История свидания канцлера и Разумовского была записана в 1843 году министром народного просвещения графом С. С. Уваровым со слов своего тестя Алексея Кирилловича Разумовского, племянника фаворита Елизаветы[731]
. Итак, Воронцов отправился в дом Разумовского на Покровке близ церкви Воскресения в Барашах и застал Алексея Григорьевича, сидевшего в креслах у камина с новым киевским изданием Священного Писания в руках. Показав графу проект указа, Воронцов попросил бумаги, подтверждавшие факт венчания, для того чтобы императрица могла подписать документ. Несколько минут Алексей Григорьевич молчал. Какие чувства боролись в его душе? Лет десять — двадцать назад, при жизни своей августейшей покровительницы, он дорого бы дал за такой указ, тогда на русском престоле оказались бы его потомки, а не голштинские принцы и принцессы. Теперь же ему, одинокому старику, в тишине доживающему свою жизнь, было все равно. Граф подошел к комоду, достал ларец черного дерева, инкрустированный серебром и перламутром, долго рылся, отыскивая ключ, наконец открыл крышку, чем-то щелкнул, проверяя потайной ящик, и извлек оттуда сверток розового атласа. В свертке оказались пожелтевшие листы, которые Алексей Григорьевич, не передавая в руки Воронцову, медленно перечитал. Затем поцеловав их, граф повернулся к образам, перекрестился и, возвратясь к камину, положил бумаги в огонь. «Я не был ничем более как верным рабом Ее величества, — произнес он, с трудом опускаясь в кресло. — …Никогда не забывал я, из какой доли и на какую степень возведен я десницею ее… Если бы было некогда то, о чем Вы говорите со мною, то поверьте, граф, что я не имел бы суетности признать случай, помрачающий незабвенную память монархини, моей благодетельницы». От Разумовского Воронцов вернулся к Екатерине и донес ей о случившемся. Императрица протянула канцлеру руку для поцелуя со словами: «Мы друг друга понимаем»[732].По другой версии, Екатерина послала за документами через несколько лет после коронации, и не Воронцова, а А. А. Вяземского[733]
. Суть произошедшего от этого не изменилась. Документы были уничтожены, прецедента больше не существовало. Хорошо осведомленный через брата обо всем, что происходило во дворце, Алексей Григорьевич чутьем старого придворного понял, в какое трудное положение попала новая императрица и чего она от него ждет. Он пожертвовал самым дорогим, что у него оставалось, — памятью о своей безвозвратно ушедшей молодости, сказочном счастье и горячо любимой женщине.
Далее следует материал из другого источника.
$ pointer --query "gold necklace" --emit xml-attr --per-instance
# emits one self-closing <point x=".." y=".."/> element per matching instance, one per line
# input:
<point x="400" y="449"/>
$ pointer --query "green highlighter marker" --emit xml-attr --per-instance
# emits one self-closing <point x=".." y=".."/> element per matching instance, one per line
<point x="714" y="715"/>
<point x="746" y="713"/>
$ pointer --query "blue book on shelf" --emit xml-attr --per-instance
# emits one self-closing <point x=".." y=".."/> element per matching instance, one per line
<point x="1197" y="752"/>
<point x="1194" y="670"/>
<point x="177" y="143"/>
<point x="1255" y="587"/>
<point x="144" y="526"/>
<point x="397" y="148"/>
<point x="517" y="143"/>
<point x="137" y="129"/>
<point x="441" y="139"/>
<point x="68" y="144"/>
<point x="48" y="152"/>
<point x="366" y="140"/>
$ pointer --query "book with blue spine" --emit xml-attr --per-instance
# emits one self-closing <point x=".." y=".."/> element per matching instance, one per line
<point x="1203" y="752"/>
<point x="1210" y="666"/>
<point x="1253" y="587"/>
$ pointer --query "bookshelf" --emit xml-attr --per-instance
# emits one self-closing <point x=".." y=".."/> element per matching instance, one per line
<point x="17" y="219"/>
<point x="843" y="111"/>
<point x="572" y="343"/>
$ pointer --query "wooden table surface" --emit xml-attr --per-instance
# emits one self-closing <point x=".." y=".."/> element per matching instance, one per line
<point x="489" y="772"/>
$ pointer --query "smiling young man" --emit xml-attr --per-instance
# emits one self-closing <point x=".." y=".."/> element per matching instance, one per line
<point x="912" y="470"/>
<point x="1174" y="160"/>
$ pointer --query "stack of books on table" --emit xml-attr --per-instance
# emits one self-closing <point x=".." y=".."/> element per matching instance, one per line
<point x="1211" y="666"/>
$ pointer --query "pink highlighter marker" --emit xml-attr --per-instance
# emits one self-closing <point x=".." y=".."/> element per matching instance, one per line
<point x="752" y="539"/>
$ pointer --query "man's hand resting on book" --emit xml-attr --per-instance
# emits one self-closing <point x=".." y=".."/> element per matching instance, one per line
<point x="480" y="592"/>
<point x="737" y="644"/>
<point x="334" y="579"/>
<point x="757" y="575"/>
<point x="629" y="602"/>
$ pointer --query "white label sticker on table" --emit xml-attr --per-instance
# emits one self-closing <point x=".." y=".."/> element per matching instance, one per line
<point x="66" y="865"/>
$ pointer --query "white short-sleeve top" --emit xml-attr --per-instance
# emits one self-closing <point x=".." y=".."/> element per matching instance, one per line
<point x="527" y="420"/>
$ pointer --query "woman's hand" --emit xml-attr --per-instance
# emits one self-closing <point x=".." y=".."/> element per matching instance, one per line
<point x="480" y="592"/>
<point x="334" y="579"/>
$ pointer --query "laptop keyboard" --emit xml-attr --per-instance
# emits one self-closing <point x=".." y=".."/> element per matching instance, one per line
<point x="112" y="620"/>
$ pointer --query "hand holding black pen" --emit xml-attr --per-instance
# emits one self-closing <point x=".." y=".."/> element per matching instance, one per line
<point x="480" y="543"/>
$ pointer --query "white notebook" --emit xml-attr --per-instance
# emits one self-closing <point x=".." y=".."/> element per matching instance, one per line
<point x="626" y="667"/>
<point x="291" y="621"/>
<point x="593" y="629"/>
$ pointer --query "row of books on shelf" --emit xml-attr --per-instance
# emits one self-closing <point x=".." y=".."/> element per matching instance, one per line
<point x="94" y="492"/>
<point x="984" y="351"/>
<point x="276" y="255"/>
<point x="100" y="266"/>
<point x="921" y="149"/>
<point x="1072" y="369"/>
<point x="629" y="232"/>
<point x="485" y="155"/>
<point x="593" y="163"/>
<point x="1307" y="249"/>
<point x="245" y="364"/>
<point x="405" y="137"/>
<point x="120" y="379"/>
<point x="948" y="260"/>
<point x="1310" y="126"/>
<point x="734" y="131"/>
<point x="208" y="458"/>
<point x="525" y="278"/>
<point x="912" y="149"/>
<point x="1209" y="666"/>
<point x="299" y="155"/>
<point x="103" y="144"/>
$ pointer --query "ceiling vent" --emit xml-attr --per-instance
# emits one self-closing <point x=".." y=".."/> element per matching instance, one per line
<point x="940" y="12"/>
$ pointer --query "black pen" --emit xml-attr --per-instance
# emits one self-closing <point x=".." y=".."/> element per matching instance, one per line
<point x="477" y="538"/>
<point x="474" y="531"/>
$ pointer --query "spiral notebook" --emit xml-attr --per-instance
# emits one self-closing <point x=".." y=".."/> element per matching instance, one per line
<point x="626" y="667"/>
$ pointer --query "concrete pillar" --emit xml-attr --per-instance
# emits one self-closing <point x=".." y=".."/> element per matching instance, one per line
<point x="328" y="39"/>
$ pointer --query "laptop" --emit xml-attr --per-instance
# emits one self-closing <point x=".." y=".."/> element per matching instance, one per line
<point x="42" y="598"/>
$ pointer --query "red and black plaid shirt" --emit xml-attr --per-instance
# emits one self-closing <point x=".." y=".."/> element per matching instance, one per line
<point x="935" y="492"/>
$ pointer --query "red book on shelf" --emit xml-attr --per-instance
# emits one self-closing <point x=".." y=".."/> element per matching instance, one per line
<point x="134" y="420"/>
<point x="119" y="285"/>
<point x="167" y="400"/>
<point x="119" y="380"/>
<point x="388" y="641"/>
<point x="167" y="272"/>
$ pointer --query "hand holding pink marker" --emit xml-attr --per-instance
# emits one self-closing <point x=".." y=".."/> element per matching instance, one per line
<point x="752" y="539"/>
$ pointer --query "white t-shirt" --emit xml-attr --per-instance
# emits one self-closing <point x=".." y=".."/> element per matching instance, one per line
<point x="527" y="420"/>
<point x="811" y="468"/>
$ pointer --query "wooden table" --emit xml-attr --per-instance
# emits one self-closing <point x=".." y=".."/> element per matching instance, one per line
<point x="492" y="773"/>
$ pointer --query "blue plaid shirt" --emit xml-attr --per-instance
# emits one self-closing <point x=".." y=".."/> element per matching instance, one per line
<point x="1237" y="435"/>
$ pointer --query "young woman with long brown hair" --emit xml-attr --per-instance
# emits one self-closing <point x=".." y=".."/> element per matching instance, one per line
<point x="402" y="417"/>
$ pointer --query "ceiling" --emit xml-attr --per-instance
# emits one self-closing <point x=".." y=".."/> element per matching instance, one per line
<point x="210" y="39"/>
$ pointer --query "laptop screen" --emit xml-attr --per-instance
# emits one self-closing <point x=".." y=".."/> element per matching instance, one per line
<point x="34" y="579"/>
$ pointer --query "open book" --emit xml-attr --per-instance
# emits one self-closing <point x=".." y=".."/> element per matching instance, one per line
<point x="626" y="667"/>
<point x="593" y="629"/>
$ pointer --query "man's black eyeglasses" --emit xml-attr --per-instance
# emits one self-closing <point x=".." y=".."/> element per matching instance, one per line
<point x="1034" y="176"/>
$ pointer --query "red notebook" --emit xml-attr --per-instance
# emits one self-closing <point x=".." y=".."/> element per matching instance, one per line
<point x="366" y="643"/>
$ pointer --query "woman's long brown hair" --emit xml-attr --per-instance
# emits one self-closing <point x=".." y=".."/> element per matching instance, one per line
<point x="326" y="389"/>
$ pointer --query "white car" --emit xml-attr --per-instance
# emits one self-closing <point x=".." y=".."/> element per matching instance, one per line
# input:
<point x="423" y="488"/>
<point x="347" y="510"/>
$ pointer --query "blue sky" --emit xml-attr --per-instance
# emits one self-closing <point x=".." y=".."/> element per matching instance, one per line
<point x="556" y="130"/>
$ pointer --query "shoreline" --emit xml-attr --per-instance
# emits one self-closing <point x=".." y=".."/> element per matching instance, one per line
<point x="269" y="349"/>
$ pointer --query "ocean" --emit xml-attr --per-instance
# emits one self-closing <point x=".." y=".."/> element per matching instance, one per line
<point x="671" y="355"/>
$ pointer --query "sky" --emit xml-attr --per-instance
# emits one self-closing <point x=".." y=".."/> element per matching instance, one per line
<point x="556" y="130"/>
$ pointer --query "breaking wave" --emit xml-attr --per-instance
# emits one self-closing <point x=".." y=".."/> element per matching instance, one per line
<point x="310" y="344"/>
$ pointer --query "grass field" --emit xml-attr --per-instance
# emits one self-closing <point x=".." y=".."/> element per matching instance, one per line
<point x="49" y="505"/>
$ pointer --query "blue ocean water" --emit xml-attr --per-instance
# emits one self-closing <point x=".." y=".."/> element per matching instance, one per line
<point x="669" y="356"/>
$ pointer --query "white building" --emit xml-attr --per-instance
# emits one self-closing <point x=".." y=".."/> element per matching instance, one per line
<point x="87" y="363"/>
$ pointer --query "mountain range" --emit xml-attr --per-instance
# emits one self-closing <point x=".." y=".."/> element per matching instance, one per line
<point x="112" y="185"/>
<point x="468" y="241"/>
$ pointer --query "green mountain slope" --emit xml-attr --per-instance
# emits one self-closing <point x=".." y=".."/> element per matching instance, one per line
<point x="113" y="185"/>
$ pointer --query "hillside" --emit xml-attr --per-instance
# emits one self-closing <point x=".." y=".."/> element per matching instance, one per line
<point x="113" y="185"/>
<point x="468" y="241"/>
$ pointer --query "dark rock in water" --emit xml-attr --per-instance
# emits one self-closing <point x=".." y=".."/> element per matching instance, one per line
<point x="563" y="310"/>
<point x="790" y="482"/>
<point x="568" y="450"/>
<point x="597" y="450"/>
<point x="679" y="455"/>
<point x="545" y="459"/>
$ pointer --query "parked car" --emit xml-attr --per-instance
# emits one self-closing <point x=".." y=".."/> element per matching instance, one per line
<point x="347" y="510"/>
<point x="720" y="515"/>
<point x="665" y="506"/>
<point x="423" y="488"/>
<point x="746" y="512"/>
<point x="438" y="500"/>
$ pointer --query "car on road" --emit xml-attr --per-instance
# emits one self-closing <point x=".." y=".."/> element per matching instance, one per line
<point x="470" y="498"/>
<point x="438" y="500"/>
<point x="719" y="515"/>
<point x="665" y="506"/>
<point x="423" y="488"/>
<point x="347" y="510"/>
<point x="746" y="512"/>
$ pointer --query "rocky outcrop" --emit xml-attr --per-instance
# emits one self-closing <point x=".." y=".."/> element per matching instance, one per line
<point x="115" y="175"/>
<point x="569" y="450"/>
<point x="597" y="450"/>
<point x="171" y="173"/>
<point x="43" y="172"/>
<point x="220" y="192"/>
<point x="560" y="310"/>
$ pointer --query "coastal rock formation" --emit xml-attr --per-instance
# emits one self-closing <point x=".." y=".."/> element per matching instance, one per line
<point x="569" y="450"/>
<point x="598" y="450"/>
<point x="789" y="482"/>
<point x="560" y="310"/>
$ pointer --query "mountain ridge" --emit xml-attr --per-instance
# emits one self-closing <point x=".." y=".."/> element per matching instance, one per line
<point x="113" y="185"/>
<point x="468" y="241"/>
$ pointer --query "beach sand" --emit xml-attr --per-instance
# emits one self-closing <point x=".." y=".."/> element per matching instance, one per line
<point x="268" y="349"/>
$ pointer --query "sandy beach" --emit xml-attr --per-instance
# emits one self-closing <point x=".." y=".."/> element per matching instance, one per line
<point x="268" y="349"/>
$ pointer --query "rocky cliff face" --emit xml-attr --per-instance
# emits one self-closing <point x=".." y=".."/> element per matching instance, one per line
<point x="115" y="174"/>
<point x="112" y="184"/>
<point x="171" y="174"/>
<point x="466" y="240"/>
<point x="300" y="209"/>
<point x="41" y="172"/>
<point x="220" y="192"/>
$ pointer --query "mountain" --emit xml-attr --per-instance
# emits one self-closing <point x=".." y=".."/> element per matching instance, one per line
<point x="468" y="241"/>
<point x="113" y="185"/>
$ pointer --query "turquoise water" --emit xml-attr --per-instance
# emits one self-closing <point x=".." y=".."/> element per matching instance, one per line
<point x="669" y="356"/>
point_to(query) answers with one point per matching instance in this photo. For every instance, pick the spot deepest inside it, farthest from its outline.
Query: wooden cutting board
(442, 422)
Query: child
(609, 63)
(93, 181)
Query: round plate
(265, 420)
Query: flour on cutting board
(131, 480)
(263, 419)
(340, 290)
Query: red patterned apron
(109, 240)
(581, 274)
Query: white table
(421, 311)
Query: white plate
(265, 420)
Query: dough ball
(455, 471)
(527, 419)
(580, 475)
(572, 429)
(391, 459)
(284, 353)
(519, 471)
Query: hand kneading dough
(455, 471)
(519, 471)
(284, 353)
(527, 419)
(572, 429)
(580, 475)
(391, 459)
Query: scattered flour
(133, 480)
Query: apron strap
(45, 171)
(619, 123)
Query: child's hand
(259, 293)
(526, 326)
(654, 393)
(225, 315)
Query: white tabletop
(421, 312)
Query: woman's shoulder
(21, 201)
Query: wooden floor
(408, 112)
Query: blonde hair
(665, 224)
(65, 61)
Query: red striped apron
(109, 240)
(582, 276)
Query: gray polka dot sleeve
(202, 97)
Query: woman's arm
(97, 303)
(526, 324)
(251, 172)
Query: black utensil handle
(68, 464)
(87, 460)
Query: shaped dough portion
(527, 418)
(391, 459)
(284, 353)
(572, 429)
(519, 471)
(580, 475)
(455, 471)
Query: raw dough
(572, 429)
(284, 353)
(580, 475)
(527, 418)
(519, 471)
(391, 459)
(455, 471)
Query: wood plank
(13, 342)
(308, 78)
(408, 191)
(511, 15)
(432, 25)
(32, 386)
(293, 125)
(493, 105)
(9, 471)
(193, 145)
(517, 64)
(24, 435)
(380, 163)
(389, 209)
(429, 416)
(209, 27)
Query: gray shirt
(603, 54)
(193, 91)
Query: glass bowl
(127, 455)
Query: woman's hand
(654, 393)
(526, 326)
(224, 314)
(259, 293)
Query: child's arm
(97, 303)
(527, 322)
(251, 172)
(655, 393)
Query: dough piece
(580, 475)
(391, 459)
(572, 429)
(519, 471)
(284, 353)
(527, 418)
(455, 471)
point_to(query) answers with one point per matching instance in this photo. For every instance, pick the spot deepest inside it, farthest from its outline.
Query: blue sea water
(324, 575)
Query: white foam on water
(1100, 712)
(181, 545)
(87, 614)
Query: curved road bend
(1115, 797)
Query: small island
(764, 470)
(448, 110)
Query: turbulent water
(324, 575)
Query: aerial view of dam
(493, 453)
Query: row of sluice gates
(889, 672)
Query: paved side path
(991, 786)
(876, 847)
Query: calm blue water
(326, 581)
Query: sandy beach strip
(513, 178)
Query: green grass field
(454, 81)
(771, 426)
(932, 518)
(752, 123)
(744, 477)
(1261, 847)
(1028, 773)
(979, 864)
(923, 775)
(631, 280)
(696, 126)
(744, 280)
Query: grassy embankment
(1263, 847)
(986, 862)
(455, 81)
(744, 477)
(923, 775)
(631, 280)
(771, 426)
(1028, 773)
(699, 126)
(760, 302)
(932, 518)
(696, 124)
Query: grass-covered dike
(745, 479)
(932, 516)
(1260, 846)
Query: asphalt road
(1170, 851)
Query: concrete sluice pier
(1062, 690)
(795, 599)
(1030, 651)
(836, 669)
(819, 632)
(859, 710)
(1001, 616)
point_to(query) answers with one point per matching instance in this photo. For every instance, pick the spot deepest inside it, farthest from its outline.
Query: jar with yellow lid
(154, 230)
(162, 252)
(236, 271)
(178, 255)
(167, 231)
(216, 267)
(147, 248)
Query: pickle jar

Екатерина сумела по достоинству оценить этот благородный поступок.Вряд ли она была недовольна случившимся, поскольку все дальнейшее время своего пребывания в Москве подчеркивала исключительное расположение к Разумовскому, вела себя с Алексеем Григорьевичем как со старшим родственником, навещала его сама, а когда он приезжал ко двору, первая вставала ему навстречу и, прощаясь, всегда провожала его до дверей комнаты. Орловым пришлось смириться и оставить хлопоты о браке, а Бестужев, не осуществив свой дерзкий план, потерял в них возможных покровителей. Вскоре он, осыпанный милостями, но не вписавшийся в новую политическую расстановку сил, вынужден был покинуть двор.
Однако эти события имели далеко идущие последствия. Группа офицеров, прежних сторонников Екатерины, во главе с камер-юнкером Ф. А. Хитрово, братьями Н. и А. Рославлевыми и М. Ласунским затеяла заговор, целью которого был арест или даже убийство братьев Орловых. Заговор почти сразу оказался раскрыт из-за доноса князя Несвицкого. Следствие вел сенатор Василий Иванович Суворов, человек разумный, строгий и абсолютно преданный Екатерине. Он сумел вскрыть немало неприятных для императрицы сторон дела. Молодые офицеры оказались лишь видимой верхушкой айсберга, руководили же ими совсем другие люди. На допросах Хитрово прозвучали фамилии E. Р. Дашковой, Н. И. Панина, К. Г. Разумовского, З. Г. Чернышева[734]
.Мы видели, что в политическом смысле Дашкова и Орлов претендовали на одно и то же место. В том, что роль первого лица в государстве после себя Екатерина II отдала не ей, княгиня видела предательство императрицы. После переворота Екатерина Романовна была щедро вознаграждена, но она ожидала, что императрица поделится с ней не богатством, а властью, поэтому и не могла быть удовлетворена. Это точно подметил новый английский посол Джон Бёкингхэмшир: «Если бы леди д’Ашков удовлетворилась скромной долей авторитета, она бы до сих пор оставалась первой фавориткой императрицы».